Uneitel und selbstironisch
In zehn Folgen von jeweils 45 Minuten erlebt man dank "Call My Agent Berlin" also, womit sich Schauspielerinnen und Schauspieler, vor allem aber deren Agenturen in Deutschland tagtäglich herumschlagen müssen. An mancher Stelle wird ohne Frage karikiert. Manches aber hat sich sicherlich so oder so ähnlich schon an den Sets einschlägiger Film- und Serienproduktionen zugetragen. Einige private Storylines halten sich an das französische Original, anderes wurde etwas angepasst.

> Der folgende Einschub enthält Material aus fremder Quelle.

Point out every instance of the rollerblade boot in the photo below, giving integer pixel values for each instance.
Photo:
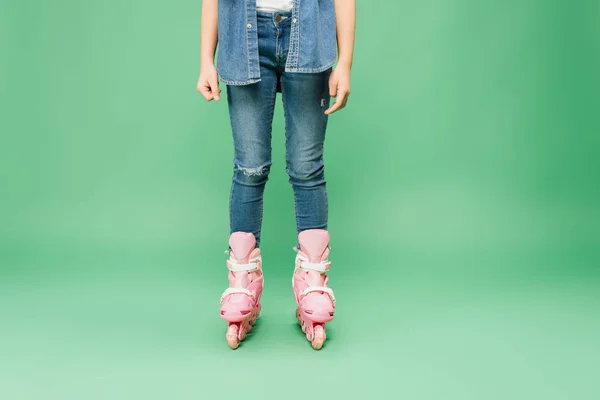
(316, 302)
(240, 303)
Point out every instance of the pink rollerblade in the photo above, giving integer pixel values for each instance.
(315, 300)
(240, 303)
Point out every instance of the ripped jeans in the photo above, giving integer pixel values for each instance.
(305, 97)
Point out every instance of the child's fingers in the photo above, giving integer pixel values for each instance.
(205, 91)
(333, 87)
(340, 102)
(214, 88)
(336, 106)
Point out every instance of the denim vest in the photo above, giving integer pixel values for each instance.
(312, 47)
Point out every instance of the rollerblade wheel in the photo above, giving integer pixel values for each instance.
(318, 337)
(233, 340)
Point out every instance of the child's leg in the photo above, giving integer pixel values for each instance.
(251, 114)
(305, 98)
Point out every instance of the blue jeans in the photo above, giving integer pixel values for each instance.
(305, 98)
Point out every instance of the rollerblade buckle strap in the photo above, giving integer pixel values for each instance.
(229, 291)
(323, 289)
(234, 266)
(320, 267)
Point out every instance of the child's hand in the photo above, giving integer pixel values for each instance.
(339, 87)
(208, 83)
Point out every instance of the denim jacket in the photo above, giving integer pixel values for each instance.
(312, 47)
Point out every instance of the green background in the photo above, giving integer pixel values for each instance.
(464, 189)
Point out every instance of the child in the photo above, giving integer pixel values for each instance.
(265, 47)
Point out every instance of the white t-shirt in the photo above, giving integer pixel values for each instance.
(274, 5)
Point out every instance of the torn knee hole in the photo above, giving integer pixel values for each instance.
(253, 171)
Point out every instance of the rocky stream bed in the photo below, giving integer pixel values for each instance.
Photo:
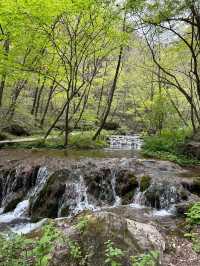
(137, 203)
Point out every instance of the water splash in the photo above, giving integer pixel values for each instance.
(21, 211)
(133, 142)
(41, 179)
(117, 199)
(81, 198)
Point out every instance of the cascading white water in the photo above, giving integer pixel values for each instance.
(42, 176)
(19, 212)
(81, 199)
(138, 201)
(117, 199)
(133, 142)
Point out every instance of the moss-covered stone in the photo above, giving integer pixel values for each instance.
(145, 183)
(196, 186)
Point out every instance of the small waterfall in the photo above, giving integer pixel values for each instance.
(139, 199)
(41, 179)
(117, 199)
(161, 197)
(20, 211)
(133, 142)
(81, 198)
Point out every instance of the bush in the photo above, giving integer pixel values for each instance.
(168, 146)
(193, 215)
(167, 141)
(83, 140)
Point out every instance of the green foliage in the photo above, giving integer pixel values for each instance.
(195, 238)
(113, 254)
(149, 259)
(19, 250)
(167, 141)
(193, 215)
(167, 146)
(82, 224)
(145, 182)
(83, 140)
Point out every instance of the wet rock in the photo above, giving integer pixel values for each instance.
(126, 183)
(99, 185)
(130, 236)
(2, 136)
(145, 182)
(163, 195)
(195, 188)
(45, 202)
(15, 184)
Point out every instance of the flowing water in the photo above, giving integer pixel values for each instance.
(79, 199)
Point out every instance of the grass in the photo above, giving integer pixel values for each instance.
(168, 146)
(78, 140)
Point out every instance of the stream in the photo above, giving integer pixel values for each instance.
(40, 184)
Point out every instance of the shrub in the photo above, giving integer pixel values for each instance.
(193, 215)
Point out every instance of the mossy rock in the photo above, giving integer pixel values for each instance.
(145, 182)
(2, 136)
(196, 186)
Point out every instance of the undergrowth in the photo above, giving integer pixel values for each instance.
(168, 146)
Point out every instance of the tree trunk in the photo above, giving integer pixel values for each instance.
(66, 125)
(113, 88)
(47, 104)
(6, 47)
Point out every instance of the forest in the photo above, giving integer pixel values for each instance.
(93, 65)
(77, 78)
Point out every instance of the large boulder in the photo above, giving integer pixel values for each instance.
(14, 185)
(45, 201)
(163, 195)
(131, 237)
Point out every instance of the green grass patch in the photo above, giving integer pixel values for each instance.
(168, 146)
(77, 140)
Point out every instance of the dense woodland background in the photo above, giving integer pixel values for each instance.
(131, 66)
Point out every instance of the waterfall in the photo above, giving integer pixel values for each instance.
(81, 201)
(133, 142)
(20, 211)
(117, 199)
(139, 199)
(41, 179)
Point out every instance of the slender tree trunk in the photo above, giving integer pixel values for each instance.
(113, 88)
(66, 125)
(35, 97)
(6, 48)
(20, 85)
(38, 98)
(47, 104)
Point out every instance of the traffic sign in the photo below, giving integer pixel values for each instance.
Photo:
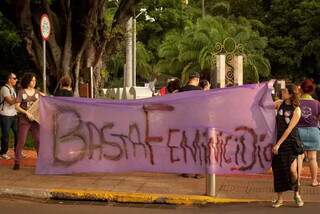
(45, 26)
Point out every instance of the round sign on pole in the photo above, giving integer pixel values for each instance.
(45, 26)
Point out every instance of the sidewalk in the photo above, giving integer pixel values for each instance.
(141, 187)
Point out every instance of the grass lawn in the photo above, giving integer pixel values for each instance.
(29, 143)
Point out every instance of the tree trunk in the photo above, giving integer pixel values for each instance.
(78, 35)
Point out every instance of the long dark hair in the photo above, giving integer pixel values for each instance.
(293, 90)
(26, 79)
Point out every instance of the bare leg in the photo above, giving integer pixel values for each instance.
(294, 170)
(300, 165)
(294, 175)
(312, 156)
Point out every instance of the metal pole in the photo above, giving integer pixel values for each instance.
(134, 52)
(91, 82)
(203, 9)
(211, 185)
(44, 68)
(128, 72)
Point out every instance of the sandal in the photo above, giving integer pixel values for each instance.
(316, 185)
(277, 204)
(298, 201)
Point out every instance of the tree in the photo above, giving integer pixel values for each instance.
(12, 54)
(79, 37)
(194, 48)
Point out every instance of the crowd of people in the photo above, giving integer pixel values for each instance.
(297, 125)
(14, 114)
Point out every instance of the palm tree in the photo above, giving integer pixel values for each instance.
(195, 48)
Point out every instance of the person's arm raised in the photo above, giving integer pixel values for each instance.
(294, 121)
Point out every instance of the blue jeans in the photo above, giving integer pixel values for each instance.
(7, 123)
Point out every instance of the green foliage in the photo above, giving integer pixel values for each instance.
(12, 54)
(195, 48)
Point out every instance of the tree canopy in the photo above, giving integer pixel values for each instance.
(279, 38)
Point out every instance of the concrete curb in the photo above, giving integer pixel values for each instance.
(121, 197)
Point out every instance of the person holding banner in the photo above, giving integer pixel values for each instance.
(288, 147)
(308, 127)
(26, 97)
(65, 87)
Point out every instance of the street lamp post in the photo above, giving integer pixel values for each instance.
(134, 42)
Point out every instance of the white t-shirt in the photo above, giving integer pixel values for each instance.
(5, 108)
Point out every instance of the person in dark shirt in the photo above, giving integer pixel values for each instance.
(65, 87)
(193, 83)
(173, 86)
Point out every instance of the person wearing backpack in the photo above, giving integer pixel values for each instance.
(8, 115)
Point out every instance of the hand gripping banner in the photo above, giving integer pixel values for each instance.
(222, 131)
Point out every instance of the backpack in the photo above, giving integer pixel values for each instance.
(2, 98)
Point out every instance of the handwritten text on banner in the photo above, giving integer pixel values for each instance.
(219, 131)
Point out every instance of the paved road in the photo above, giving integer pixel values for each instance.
(18, 206)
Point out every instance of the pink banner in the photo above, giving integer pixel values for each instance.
(219, 131)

Das gilt auch für die jeweiligen Projekte und Befindlichkeiten der Stars. Die zeigen sich gar nicht mal so eitel, wenn es darum geht, ihre Unzulänglichkeiten oder auch erfundene Negativeigenschaften ungeschönt der Öffentlichkeit zu präsentieren. So sagt man beispielsweise Veronica Ferres nach, nicht sonderlich witzig zu sein, womit die ihr gewidmete Folge spielt. Besonders lustig ist das zwar trotzdem nicht, aber womöglich ist das genau so gewollt?!

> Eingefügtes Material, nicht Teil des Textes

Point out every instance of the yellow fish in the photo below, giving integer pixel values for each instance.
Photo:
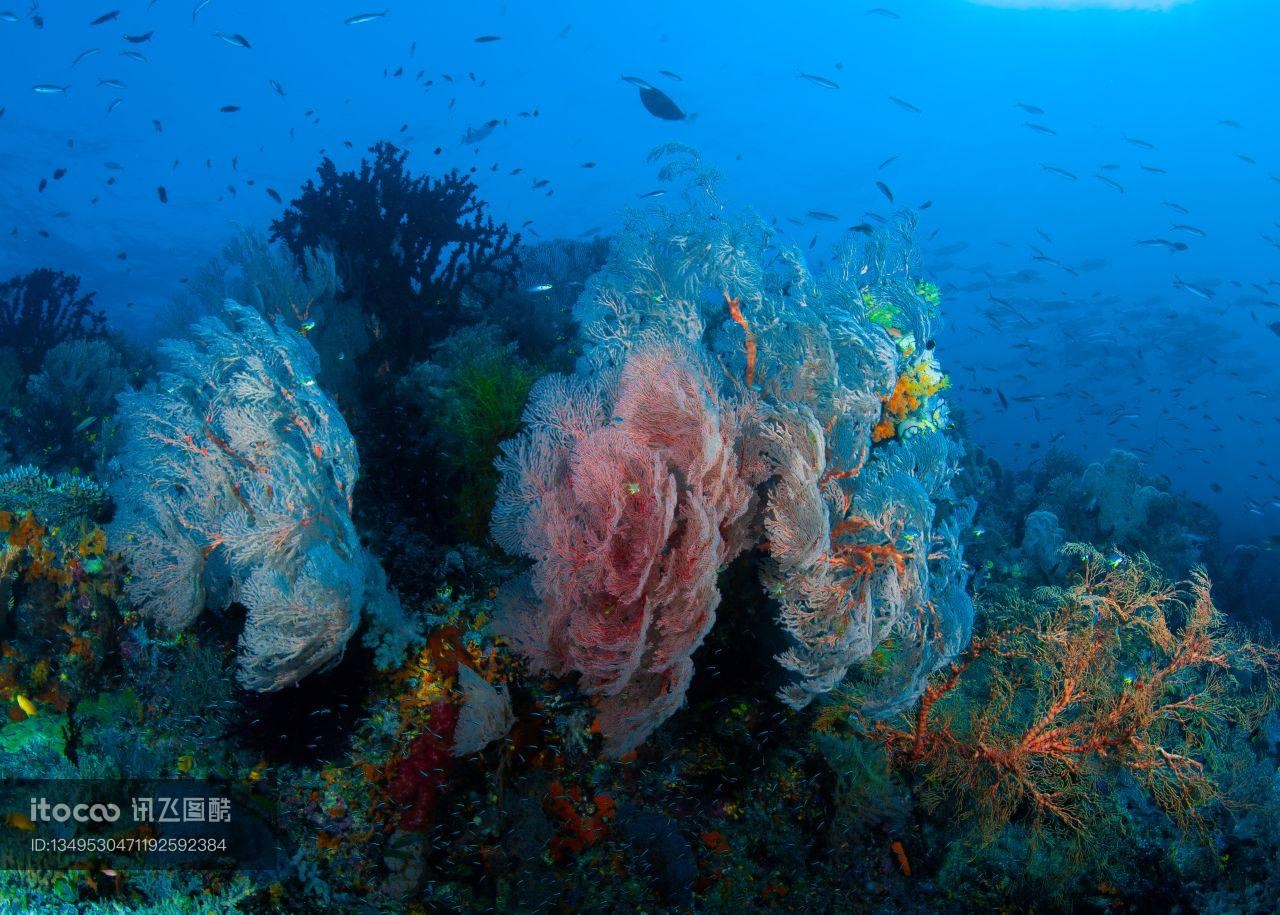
(19, 822)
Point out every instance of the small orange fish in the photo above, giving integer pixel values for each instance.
(900, 852)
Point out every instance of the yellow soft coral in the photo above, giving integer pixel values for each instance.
(913, 388)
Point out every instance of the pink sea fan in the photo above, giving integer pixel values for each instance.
(629, 513)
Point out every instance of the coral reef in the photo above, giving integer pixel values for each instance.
(836, 412)
(1129, 678)
(469, 398)
(407, 247)
(236, 485)
(42, 309)
(630, 495)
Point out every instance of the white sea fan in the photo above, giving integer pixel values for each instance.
(485, 713)
(236, 481)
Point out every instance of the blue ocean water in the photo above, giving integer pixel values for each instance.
(1118, 352)
(1097, 193)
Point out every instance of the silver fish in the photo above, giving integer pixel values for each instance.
(821, 81)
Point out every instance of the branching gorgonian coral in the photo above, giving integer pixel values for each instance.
(236, 485)
(845, 471)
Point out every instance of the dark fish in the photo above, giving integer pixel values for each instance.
(1111, 182)
(1162, 243)
(237, 40)
(821, 81)
(475, 135)
(659, 104)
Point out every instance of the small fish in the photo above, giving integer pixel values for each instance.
(1162, 243)
(236, 40)
(1056, 170)
(1112, 182)
(475, 135)
(661, 105)
(821, 81)
(1198, 291)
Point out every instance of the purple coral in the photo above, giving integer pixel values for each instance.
(629, 497)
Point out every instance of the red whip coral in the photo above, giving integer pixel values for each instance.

Wichtiges Thema ad absurdum geführt
Fragwürdig ist hingegen die Entscheidung, Moritz Bleibtreu jenen Part zu geben, der im Original von Cécile de Franc und damit einer Frau gespielt wird. Dabei geht es um Altersdiskriminierung im Filmbusiness. Die Person ist plötzlich zu alt für die eigentlich bereits zugesagte Rolle. Ein Thema, dem sich kaum ein männlicher Schauspieler ausgesetzt sieht. Das Problem auf diese Weise zu verdrehen, darauf muss man auch erst mal kommen. Schließlich sind Rollen für Schauspielerinnen über 50, die nicht vor Klischees triefen, nach wie vor rar gesät, während deren Kollegen als "Männer im besten Alter" ein Angebot nach dem anderen vorgelegt bekommen - deutlich jüngere Film- oder Serien-Geliebte am besten gleich inklusive.
Sei es drum. Insgesamt ist "Call My Agent Berlin" schon allein aufgrund des gut besetzten Hauptcasts eine durchweg unterhaltsame Nummer geworden - mit stärkeren und mit schwächeren Folgen. Wer schon immer mal einen nicht immer allzu ernst zu nehmenden Blick hinter die Kulissen des Filmgeschäfts werfen wollte, ist mit dieser Serie gut beraten. Und zu erfahren, dass Heiner Lauterbach, Heike Makatsch, Katja Riemann oder auch Jürgen Vogel besser über sich selbst lachen können, als man es gemeinhin vielleicht erwartet hätte, ist zudem eine schöne Erkenntnis.
"Call My Agent Berlin" ist ab dem 12. September auf Disney+ abrufbar.